A significant problem for hotels, resorts, and other lodging
associations is that it is difficult to tell if a customer plans on
cancelling their room reservation. This could result in a substantial
loss of profits, as those reservations could have been granted to a
paying customer. In this analysis, we will work with a
hotel_booking
dataset (from Kaggle) and use various
features to predict when a customer with a room reservation will cancel
their booking.
To begin, we first must process the data in
hotel_booking
. hotel_booking
is composed of
both numeric and categorical features, so we handle these separately.

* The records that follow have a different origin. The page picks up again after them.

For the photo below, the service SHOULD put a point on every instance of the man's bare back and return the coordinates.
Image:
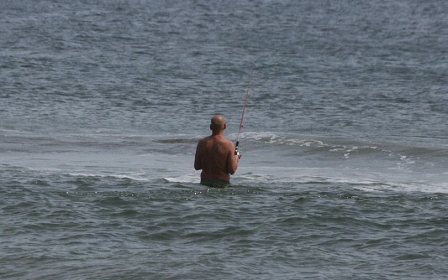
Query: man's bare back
(215, 154)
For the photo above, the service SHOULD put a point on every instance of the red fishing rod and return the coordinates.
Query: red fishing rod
(242, 115)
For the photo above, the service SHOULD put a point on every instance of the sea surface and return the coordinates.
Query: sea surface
(344, 168)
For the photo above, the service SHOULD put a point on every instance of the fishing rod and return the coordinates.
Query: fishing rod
(242, 115)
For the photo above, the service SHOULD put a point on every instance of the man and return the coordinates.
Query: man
(215, 155)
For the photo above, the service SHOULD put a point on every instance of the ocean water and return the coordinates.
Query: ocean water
(344, 146)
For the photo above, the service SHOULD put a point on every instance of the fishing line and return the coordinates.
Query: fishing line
(242, 115)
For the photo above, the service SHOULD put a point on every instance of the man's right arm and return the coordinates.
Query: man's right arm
(197, 158)
(232, 159)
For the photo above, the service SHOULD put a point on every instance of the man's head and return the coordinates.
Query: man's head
(218, 123)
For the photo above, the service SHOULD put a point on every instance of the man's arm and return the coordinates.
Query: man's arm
(197, 158)
(232, 159)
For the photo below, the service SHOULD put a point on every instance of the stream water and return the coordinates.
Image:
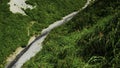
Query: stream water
(36, 46)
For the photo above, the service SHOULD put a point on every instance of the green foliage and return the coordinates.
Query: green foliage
(90, 40)
(14, 27)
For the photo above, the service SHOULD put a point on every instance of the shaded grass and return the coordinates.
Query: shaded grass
(14, 27)
(90, 40)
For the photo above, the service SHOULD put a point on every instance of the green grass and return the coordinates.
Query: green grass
(90, 40)
(14, 27)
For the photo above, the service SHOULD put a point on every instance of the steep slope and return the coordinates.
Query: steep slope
(90, 40)
(16, 29)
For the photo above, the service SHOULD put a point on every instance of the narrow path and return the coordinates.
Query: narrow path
(32, 49)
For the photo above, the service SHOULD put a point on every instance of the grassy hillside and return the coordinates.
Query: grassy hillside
(14, 27)
(90, 40)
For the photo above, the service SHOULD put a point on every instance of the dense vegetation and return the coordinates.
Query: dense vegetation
(90, 40)
(14, 27)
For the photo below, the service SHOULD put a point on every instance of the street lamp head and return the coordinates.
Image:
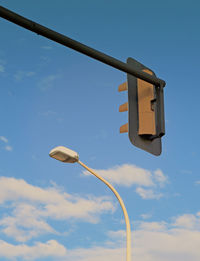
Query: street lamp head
(64, 154)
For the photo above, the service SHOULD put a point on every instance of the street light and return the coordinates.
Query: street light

Note that several of the feaures in hotel_booking
, namely
name
, email
, phone.number
, and
credit_card
are too granular for analysis, as they only
correspond to a few observations each, and are not generalizable. We
will ignore these entirely. Keep in mind that our target predicted
variable, is_canceled
, is a factor of 2 levels, with 0
being “no” and 1 being “yes”.
For the numeric features, we mostly use Pearson’s correlation
tests and boxplot examinations. In total, we’ll find that only 11 of the
original 19 numeric features are strongly enough associated with
is_canceled
to be further considered for our models.
Additionally, there was a categorical feature
reservation_status_date
in the original datset that was
comprised of dates of the form “yyyy-mm-dd”. As most values in
reservation_status_date
had many observations with that
same value, I decomposed the categorical
reservation_status_date
into 3 numeric features:
year
, month
, and day
in order to
capture temporal trends. All three of these new numeric features were
found to be significant. Lastly, to aid in training the logistic
regression (more on this model below), I scaled the data by
transformation into z-scores.
For the categorical features, I had first attempted to use
chi-square tests to find significant associations between certain
features and is_canceled
, but that yielded no useful
results. So instead, I trained a random forest on these categorical
features and found 6 of these features that were considered significant
predictors. These were either factor-encoded or encoded with dummy
variables, depending on what they were measuring.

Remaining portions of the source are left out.